Based on the results of this study, Bis(2-octyldodecyl) sebacate is not eye irritating.

Conclusion for irritation

In conclusion, the skin irritation properties of ten PFAE linear category members have been investigated in vivo indicating no or very low skin irritating properties. Therefore, none of the category members of the PFAE linear group is skin irritating.
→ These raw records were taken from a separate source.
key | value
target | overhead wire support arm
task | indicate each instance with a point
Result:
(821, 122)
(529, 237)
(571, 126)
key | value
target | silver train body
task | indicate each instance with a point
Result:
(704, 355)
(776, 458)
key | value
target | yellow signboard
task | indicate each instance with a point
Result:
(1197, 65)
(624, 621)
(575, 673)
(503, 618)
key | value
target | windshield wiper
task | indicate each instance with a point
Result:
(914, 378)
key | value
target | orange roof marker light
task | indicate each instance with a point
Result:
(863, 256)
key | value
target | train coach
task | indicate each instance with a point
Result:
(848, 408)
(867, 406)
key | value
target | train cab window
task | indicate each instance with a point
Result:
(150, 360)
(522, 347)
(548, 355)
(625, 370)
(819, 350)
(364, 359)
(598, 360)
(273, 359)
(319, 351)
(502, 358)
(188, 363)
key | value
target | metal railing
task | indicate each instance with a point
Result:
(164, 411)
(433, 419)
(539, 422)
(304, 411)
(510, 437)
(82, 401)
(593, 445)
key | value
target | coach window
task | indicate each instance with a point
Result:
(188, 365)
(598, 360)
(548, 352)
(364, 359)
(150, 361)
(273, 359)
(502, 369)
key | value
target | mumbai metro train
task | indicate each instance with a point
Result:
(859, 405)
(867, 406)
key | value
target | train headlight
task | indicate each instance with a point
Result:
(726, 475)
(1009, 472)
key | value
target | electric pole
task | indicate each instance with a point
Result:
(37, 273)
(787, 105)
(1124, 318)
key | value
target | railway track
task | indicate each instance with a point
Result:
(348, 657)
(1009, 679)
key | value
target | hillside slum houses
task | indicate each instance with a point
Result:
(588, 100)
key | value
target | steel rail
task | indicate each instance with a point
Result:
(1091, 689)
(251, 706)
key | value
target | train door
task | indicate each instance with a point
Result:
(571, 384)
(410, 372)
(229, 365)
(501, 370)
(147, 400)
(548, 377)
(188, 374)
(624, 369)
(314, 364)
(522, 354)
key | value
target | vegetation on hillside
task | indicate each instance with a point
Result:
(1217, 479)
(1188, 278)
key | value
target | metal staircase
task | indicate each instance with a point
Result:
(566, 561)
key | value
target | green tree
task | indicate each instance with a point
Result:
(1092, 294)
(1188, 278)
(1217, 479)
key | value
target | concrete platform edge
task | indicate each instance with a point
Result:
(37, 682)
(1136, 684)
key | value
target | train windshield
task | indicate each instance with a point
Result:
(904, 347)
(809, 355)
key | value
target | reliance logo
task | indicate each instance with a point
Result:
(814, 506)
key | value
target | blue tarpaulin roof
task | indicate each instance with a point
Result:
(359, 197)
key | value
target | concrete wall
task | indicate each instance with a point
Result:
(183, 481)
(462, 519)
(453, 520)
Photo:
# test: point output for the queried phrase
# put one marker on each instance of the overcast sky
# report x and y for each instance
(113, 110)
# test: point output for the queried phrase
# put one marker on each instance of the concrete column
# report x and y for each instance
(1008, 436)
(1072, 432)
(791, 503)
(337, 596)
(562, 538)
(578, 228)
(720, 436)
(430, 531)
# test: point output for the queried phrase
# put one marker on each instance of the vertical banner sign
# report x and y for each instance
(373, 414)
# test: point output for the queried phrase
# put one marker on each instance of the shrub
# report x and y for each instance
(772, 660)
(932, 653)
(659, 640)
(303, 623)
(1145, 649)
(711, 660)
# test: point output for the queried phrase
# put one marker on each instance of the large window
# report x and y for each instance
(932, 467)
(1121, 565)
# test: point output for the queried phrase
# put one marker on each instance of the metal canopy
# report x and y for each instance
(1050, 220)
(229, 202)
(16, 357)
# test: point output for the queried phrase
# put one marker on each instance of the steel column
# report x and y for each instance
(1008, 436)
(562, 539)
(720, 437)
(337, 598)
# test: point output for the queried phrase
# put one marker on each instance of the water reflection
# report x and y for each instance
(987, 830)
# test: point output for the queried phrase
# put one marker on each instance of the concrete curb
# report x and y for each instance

In conclusion, the eye irritation properties of nine PFAE linear category members have been investigated in in vivo studies indicating no eye irritation properties. Therefore, none of the category members of the PFAE linear group is eye irritating.

 

A detailed reference list is provided in the technical dossier (see IUCLID, section 13) and within CSR.



 

Justification for classification or non-classification

According to Article 13 of Regulation (EC) No. 1907/2006 "General Requirements for Generation of Information on Intrinsic Properties of substances", information on intrinsic properties of substances may be generated by means other than tests e.g. from information from structurally related substances (grouping or read-across), provided that conditions set out in Annex XI are met. Annex XI, "General rules for adaptation of this standard testing regime set out in Annexes VII to X” states that “substances whose physicochemical, toxicological and ecotoxicological properties are likely to be similar or follow a regular pattern as a result of structural similarity may be considered as a group, or ‘category’ of substances. This avoids the need to test every substance for every endpoint". Since the group concept is applied to the members of the PFAE linear Category, data will be generated from representative reference substance(s) within the category to avoid unnecessary animal testing. Additionally, once the group concept is applied, substances will be classified and labeled on this basis.

Therefore, based on the group concept, all available data on skin irritation/corrosion and eye irritation do not meet the classification criteria according to Regulation (EC) 1272/2008 or Directive 67/548/EEC, and are therefore conclusive but not sufficient for classification.